K-Shot Contrastive Learning of Visual Features with Multiple Instance
Augmentations
- URL: http://arxiv.org/abs/2007.13310v2
- Date: Mon, 1 Feb 2021 08:00:58 GMT
- Title: K-Shot Contrastive Learning of Visual Features with Multiple Instance
Augmentations
- Authors: Haohang Xu, Hongkai Xiong, Guo-Jun Qi
- Abstract summary: $K$-Shot Contrastive Learning is proposed to investigate sample variations within individual instances.
It aims to combine the advantages of inter-instance discrimination by learning discriminative features to distinguish between different instances.
Experiment results demonstrate the proposed $K$-shot contrastive learning achieves superior performances to the state-of-the-art unsupervised methods.

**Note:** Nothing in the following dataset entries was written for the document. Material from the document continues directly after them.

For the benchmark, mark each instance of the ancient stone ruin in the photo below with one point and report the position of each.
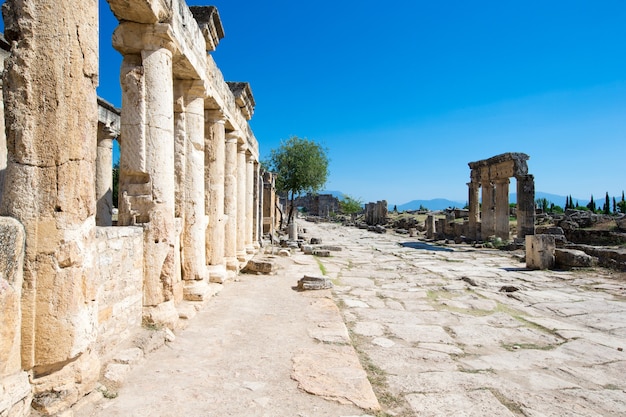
(190, 188)
(493, 175)
(376, 213)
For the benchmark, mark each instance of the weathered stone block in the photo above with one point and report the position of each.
(572, 258)
(261, 266)
(540, 251)
(314, 283)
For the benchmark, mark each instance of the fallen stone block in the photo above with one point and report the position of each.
(331, 248)
(572, 258)
(314, 283)
(260, 266)
(540, 251)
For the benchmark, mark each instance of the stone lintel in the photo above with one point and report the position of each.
(131, 38)
(109, 118)
(243, 97)
(505, 165)
(210, 24)
(141, 11)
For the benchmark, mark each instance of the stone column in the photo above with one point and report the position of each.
(258, 206)
(147, 179)
(104, 176)
(189, 101)
(214, 173)
(502, 209)
(230, 201)
(249, 231)
(51, 114)
(242, 182)
(474, 209)
(488, 212)
(525, 206)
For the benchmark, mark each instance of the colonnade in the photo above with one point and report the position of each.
(189, 189)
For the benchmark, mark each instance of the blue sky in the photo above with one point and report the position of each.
(405, 93)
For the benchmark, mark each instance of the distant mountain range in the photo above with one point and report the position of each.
(442, 203)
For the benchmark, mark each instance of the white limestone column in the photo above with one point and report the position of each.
(258, 206)
(214, 168)
(474, 213)
(525, 205)
(488, 215)
(242, 172)
(147, 179)
(502, 209)
(249, 232)
(230, 201)
(104, 176)
(189, 98)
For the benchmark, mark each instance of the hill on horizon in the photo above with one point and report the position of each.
(442, 203)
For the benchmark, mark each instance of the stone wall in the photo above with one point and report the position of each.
(73, 287)
(318, 205)
(376, 213)
(119, 285)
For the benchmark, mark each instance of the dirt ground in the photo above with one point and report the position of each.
(432, 326)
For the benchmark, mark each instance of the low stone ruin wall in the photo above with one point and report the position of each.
(119, 285)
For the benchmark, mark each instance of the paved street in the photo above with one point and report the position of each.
(447, 340)
(441, 331)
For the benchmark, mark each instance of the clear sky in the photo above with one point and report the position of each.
(405, 93)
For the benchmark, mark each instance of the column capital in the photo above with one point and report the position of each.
(233, 136)
(131, 38)
(215, 116)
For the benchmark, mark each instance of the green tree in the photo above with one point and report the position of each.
(592, 205)
(351, 206)
(301, 165)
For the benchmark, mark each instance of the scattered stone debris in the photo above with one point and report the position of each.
(469, 281)
(314, 283)
(260, 266)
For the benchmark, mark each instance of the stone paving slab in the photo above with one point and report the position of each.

- Score: 67.46036826589467
- License: http://arxiv.org/licenses/nonexclusive-distrib/1.0/
- Abstract: In this paper, we propose the $K$-Shot Contrastive Learning (KSCL) of visual
features by applying multiple augmentations to investigate the sample
variations within individual instances. It aims to combine the advantages of
inter-instance discrimination by learning discriminative features to
distinguish between different instances, as well as intra-instance variations
by matching queries against the variants of augmented samples over instances.
Particularly, for each instance, it constructs an instance subspace to model
the configuration of how the significant factors of variations in $K$-shot
augmentations can be combined to form the variants of augmentations. Given a
query, the most relevant variant of instances is then retrieved by projecting
the query onto their subspaces to predict the positive instance class. This
generalizes the existing contrastive learning that can be viewed as a special
one-shot case. An eigenvalue decomposition is performed to configure instance
subspaces, and the embedding network can be trained end-to-end through the
differentiable subspace configuration. Experiment results demonstrate the
proposed $K$-shot contrastive learning achieves superior performances to the
state-of-the-art unsupervised methods.